Он вновь сделал шаг вперед, а я – шаг назад.
Спрятав руки в карманы, он пробежался глазами по моему телу. Взгляд был не столько пошлым, сколько изучающим. Словно я и правда относилась к иному биологическому виду, и он пытался понять, можно ли меня сожрать.
Николас прищурился, глядя на мои розовые каблуки.
– Значит, у тебя есть какие-то доказательства?
Я кивнула. Он продолжал пристально смотреть на меня, из-за чего было тяжело дышать.
– Мама сказала, ты вел себя как идеальный джентльмен сегодня в церкви.
– Я действительно вел себя как идеальный джентльмен.
– Поэтому разница в том, в настроении ли ты быть джентльменом, Николас…
Он ничего не ответил, поднимая взгляд от моих каблуков, но спокойное выражение его лица подтвердило мою догадку.
– И, вероятно, сейчас ты им быть не хочешь? – выпалила я и осознала, что стоило промолчать.
Его взгляд столкнулся с моим и обжег меня.
Николас медленно покачал головой.
«Ну ладно».
Я достаточно долго упрямилась, гораздо дольше, чем Милашка Абелли, кстати говоря.

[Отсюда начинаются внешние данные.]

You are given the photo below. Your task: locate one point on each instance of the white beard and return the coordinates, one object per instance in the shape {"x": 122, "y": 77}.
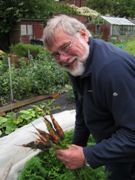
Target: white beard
{"x": 78, "y": 70}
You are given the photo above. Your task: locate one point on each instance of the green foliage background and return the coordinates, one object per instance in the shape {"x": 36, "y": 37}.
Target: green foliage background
{"x": 46, "y": 166}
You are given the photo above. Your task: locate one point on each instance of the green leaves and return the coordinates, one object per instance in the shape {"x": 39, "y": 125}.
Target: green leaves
{"x": 13, "y": 120}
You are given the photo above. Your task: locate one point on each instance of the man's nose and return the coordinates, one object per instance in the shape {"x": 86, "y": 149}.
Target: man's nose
{"x": 63, "y": 58}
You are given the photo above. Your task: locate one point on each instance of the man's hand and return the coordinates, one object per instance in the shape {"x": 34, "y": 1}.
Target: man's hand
{"x": 73, "y": 157}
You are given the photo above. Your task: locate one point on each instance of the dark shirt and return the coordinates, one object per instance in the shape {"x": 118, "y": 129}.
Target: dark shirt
{"x": 105, "y": 105}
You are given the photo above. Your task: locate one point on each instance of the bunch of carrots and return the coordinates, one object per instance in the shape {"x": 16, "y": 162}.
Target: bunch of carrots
{"x": 46, "y": 139}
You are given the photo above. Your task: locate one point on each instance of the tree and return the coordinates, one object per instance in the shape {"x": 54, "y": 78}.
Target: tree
{"x": 121, "y": 8}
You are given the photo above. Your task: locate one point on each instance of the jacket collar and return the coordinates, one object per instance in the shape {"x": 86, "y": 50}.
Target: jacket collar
{"x": 88, "y": 65}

И я решила, что пора убираться.
– Ясно, ну… еще увидимся. – Более идиотской фразы я и выдумать не смогла, после чего попыталась обойти Николаса, однако ничего не успела: он схватил меня за руку.

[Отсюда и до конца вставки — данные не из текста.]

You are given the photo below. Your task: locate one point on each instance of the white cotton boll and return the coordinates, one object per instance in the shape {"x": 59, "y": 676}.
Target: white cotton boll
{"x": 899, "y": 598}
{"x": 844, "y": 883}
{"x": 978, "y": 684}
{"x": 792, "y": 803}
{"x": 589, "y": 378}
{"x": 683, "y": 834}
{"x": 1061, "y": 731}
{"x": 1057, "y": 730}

Он вцепился в мою руку. Хватка уподобилась огненному кольцу, и огонь этот был грубым и мозолистым. Ледяной страх смешался в моих венах с чем-то другим, невыносимо горячим.
Николас стоял рядом со мной, и его рука на моей была нашей единственной связью.
– Составь список хобби твоей сестры. Что она любит, а что не любит, размер обуви, платьев… то, что посчитаешь нужным. Ага?
– Ага, – выдохнула я. Скольких людей он убил вот этой рукой, державшей меня за запястье? Кстати, хватка оказалась не столько сильной, сколько крепкой, из нее было невозможно вырваться. Она напомнила мне, насколько я меньше, насколько я нервничала и ощущала себя не в своей тарелке. Напомнила, что я не могу уйти, пока он не решит меня отпустить.
Теперь он наблюдал за мной с интересом. Сердце грозило остановиться, кожа горела. Николасу не следовало меня трогать, будущий ли муж он сестры или нет. Папа́ мог выйти из кабинета в любую секунду, но Руссо это совершенно не волновало. А вот меня еще как волновало, особенно после разговора ранее.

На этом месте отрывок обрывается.